Dördüncü madde, üyelik için yerine getirilecek kriterleri sayarken, meşhur
Kopenhag Kriterlerine ek olarak bir dizi kriter arasında en önemli yeni bir kriter daha yer
buluyor: “Kıbrıs Cumhuriyeti de dahil olmak üzere Türkiye ile AB üyesi devletler arasında
ikili ilişkilerin normalleşmesi yönünde ilerleme kaydedilmesi”. Pek bir dolaşık söylenmiş
ama bu maddede anılan Kıbrıs Cumhuriyeti adındaki devletin varlığını Türkiye ne
zamandan beri kabul etmiş de, ilişkilerin normalleşmesi isteniyor? Acaba AB üyesi 25
devlettin içinde, bu olmayan develtin haricindeki 24 tanesi ile Türkiye’nin ilişkilerinde bir
anormallik var mı? Yoksa bu maddede dile getirilen sınır uyuşmazlıkları listesinde
Yunanistan ile yaşanan ve yaşanmaya devam edecek Ege sorunu da düşünülmüş ve
ilişkilerin anormal bir hal almasını şimdiden engellemek mi hesap edilmektedir?
Beşinci
madde,
bağımsız
bir
ülke
olma
gerçeğinin
gerçekten
nasıl
rafa
kaldırılacağının ifadesinden ibarettir. Okuyalım: “Katılıma kadar geçecek süre zarfında,
Türkiye’nin üçüncü ülkelere karşı olan politikalarını ve uluslararası örgütler içerisindeki
tutumlarını giderek Birlik ve üye devletler tarafından kabul edilen poltika ve tutumlara
uyumlaştırması gerekecektir.” AB kendisi içinde sağlayamadığı uyumu Türkiye’ye dikte
ederken kekelemeden ve en doğrudan cümlesi ile bunu söyleyebilmektedir.
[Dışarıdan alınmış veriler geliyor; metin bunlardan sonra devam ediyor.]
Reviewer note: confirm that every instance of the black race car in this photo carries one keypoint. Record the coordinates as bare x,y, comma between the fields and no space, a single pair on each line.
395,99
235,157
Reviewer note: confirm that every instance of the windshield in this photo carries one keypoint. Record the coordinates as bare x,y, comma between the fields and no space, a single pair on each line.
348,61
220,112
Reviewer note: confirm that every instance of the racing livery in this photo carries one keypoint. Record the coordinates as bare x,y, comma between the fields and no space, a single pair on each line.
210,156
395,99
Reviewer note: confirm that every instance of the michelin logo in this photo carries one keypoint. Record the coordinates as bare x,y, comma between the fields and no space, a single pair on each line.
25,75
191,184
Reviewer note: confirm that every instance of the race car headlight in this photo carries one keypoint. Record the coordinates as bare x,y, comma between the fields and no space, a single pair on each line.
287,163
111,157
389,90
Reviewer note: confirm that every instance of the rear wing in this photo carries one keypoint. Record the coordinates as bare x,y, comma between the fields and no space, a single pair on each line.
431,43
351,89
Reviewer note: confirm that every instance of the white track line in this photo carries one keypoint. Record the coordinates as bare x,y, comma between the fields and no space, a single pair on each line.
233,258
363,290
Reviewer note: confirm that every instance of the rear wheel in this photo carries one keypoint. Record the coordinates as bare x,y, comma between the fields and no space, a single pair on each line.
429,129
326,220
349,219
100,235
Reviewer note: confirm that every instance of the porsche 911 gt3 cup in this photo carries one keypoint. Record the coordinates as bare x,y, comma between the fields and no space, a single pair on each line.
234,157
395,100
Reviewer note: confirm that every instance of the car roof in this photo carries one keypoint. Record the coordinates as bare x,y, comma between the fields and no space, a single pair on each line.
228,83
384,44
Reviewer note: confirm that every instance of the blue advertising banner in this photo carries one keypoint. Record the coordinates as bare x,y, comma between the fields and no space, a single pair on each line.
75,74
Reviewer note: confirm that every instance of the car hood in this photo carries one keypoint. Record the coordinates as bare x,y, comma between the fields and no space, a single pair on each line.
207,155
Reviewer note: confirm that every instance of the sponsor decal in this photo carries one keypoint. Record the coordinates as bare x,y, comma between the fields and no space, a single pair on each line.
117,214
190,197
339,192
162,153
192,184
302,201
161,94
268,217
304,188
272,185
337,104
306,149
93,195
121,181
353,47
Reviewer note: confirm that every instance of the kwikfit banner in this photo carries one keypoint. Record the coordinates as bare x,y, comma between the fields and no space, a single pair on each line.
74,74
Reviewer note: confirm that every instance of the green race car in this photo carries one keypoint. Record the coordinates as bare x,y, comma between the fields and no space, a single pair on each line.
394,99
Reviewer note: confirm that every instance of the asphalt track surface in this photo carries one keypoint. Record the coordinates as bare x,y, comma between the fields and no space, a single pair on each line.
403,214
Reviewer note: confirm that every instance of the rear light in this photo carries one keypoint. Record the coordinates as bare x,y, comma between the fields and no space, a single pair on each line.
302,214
Bizimkiler,
bunun NATO’ya Kıbrıs Rum Yönetiminin üyeliğini veto etme hakkımızdan ibaret olduğunu
düşünerek bir Başkanlık Bildirisi ile durumu iç kamuoyumuzda kurtarmaya yönelmişlerdir.
Açık olan bir durum var. Dönem başkanının yaptığı açıklamalar, yazılı veya sözlü olsun,
AB müktesebatından sayılmamaktadır. Ancak Çerçeve Belgesi müktesabatın bir parçası
durumundadır.
Belgenin yedinci maddesi, işi Birliğin entegrasyon eğilimi bağlamında Türkiye’yi
hazmetmesi
sorununa
getirip
dayandırıyor.
Bu
arada,
on
yıllardır
sürdürülen
propagandada, sahillerimize gelen ve Türk erkeğinin cazibesinden kendi alamayan bayan
Avrupalıların mideleri varmış ve hazmetmekte güçlük çekiyorlarmış, desenize. Desenize
bize yutturulan “bacasız sanayi” palavrası da içi boş bir laf salatası imiş. Üstelik ironinin
zirvesine bakar mısınız, hazım sıkıntısını dile getiren Avusturya’nın bakanı da bir bayan.
Bundan sonrasını daha okumayı sürdürmenin ne anlamı var. Buradan üyelik değil
sadece uyduluk çıkar.
Milletin böyle uyduruk yalanlarla uyutulmasına artık son verilmelidir. Bu gidişin ne
sonu kalmıştır, ne de onuru. Bu gidiş dur denilmesi gereken noktadadır. 2 Ekim günü
toplanan yüzbinler, Ankara’nın tam göbeğinde tam da bunu ortaya koymuştur.
Üstad Necip Fazıl’in bir beytinde dediği gibi:
“Durun kalabalıklar bu cadde çıkmaz sokak
Haykırsam kollarımı makas gibi açarak”
Metni okumayı bırakmışsak da, metin müzakerelerin içeriğini ve prosedürünü
belirleyen maddelerle sürüp gidiyor.
Önümüzdeki günler AB sakızı hepimizin ağzında çürüyene kadar çiğnenmeye
devam edeceği için, yeri geldikçe geri döner bakarız. Ancak önce bazı “teknik” bilgilerin
yeniden hatırlatılmasında ve bilgiden uzak propagandaya maruz bırakılmış Milletimizin
bilgilendirilmesinde yarar olacaktır.
Bu hamur daha çok su kaldırır. Okuru bunaltmamak için burada durmakta yarar
vardır.
Allah şu mübarek Ramazan ayının ve mümin gönüllerin yüzsuyu hürmetine
Milletimizin akıbetini hayretsin!
Yoksa şimdi dümen tutanların elinde gidişat muğlaklıktan çıkmış bir fecaattir.